During the development of the microscope, the team discovered variability in the way the infected RBCs behave before they burst. “It’s important to know that there isn’t just one story. The only way to find this out is to look at many cells, which this system allows,” said Lew. “It’s a new level of data that allows us to get experimentally significant results, and better understand the diversity of the merozoites,” Cicuta added.
Used in conjunction with other tools such as fluorescent indicators and molecular biological tools, the new technology will allow Tiffert and Lew to test their hypotheses about the pre-invasion stage of the disease. They hope to determine the critical steps, which could provide clues as to how to stop an infection. “This microscope is an extraordinary new tool that has potential for use across a huge field of biological problems involving cellular interactions,” explained Lew.

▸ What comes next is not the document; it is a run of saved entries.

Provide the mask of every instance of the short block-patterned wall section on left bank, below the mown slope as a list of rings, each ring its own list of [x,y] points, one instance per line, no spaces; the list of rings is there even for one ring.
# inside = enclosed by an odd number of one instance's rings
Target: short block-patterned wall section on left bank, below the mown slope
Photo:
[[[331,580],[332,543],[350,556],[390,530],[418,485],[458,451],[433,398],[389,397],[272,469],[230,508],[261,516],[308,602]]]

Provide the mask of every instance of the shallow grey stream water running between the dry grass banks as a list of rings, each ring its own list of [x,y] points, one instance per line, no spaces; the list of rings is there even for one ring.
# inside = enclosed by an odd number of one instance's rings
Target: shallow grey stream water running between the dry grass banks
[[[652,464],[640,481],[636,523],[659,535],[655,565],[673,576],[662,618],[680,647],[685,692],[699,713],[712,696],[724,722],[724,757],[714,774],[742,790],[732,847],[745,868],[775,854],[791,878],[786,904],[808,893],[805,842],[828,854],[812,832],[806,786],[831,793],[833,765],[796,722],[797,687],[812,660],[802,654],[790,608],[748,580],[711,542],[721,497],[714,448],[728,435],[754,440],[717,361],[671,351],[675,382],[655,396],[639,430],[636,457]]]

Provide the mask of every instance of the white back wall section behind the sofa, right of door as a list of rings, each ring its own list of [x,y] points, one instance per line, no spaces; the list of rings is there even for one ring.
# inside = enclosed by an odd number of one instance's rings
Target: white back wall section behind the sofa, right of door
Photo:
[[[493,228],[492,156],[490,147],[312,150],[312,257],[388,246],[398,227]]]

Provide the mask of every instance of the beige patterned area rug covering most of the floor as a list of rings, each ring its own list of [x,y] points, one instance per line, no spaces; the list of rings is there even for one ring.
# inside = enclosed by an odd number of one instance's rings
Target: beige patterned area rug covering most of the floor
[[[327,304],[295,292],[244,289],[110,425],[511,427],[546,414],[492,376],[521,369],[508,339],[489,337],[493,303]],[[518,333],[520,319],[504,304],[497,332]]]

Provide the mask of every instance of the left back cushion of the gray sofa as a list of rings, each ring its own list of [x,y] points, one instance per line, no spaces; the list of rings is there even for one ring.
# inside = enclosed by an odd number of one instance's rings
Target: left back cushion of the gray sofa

“It may provide a route to designing effective antimalarial drugs, reducing invasive efficiency and decreasing mortality,” said Tiffert. “The automation we have achieved with this microscope will also be very important for future testing of malaria drugs and vaccines,” added Cicuta.
“The Physics of Medicine Initiative has been essential to our work,” said Cicuta. The University formally established the Initiative in December 2008 through the opening of a new purpose-built research facility adjacent to the Cavendish Laboratory, funded by the University and The Wolfson Foundation. The goal is to break down traditional barriers that have tended to limit interactions between researchers in the physical and biomedical sciences.
“I met my collaborators through a Physics of Medicine symposium, and the new building is the only place in the University where this type of research can be done,” added Cicuta. “It’s set up for safe handling of hazardous biological organisms like P. falciparum, and also has the facilities to design hardware for our advanced microscopes. This work is exciting because it’s interdisciplinary. By applying physics to the knowledge biologists have been developing for many years, we can make very fast progress.”